Ni- and Co-oxide materials have promising electrocatalytic properties towards the oxygen evolution reaction (OER) and the oxygen reduction reaction (ORR), and attract with low cost, availability, and environmental friendliness. The stability of these materials in alkaline media has made them the most studied candidates for practical applications such as a gas diffusion electrode (GDE) for rechargeable metal-air batteries. In this work, we propose a novel concept for a carbon-free gas GDE design. A mixture of catalyst (Co3O4, NiCo2O4) and polytetrafluoroethylene was hot pressed onto a stainless-steel mesh as the current collector. To enhance the electrical conductivity and, thus, increase ORR performances, up to 70 wt.% Ni powder was included. The GDEs produced in this way were examined in a half-cell configuration with a 6 M KOH electrolyte, stainless steel counter electrode, and hydrogen reference electrode at room temperature.

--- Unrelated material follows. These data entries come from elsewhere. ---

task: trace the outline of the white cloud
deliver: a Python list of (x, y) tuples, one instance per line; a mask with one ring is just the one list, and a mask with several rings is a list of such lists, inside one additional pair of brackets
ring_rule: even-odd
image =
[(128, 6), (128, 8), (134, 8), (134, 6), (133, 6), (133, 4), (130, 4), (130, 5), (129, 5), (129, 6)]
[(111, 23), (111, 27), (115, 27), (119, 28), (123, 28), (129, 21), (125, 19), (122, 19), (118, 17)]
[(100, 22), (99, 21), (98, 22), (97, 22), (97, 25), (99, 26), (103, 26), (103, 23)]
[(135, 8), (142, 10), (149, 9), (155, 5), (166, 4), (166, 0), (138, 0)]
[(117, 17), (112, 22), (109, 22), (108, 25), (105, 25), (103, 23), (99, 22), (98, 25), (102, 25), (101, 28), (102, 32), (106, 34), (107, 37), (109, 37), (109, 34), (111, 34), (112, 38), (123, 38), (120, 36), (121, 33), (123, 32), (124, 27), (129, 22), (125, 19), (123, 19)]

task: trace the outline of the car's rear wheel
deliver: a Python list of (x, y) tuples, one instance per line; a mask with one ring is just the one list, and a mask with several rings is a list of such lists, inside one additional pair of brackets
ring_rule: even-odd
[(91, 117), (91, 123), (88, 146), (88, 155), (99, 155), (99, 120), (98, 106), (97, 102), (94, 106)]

Electrochemical tests were performed and coupled with microstructural observations to evaluate the properties of the present oxygen electrodes in terms of their bifunctionality and stability enhancement. The electrochemical behavior of the new types of gas-diffusion electrodes, Ni/Co3O4 and Ni/NiCo2O4, shows acceptable overpotentials for OER and ORR. Better mechanical and chemical stability of electrodes consisting of Ni/NiCo2O4 (70:30 wt.%) was registered.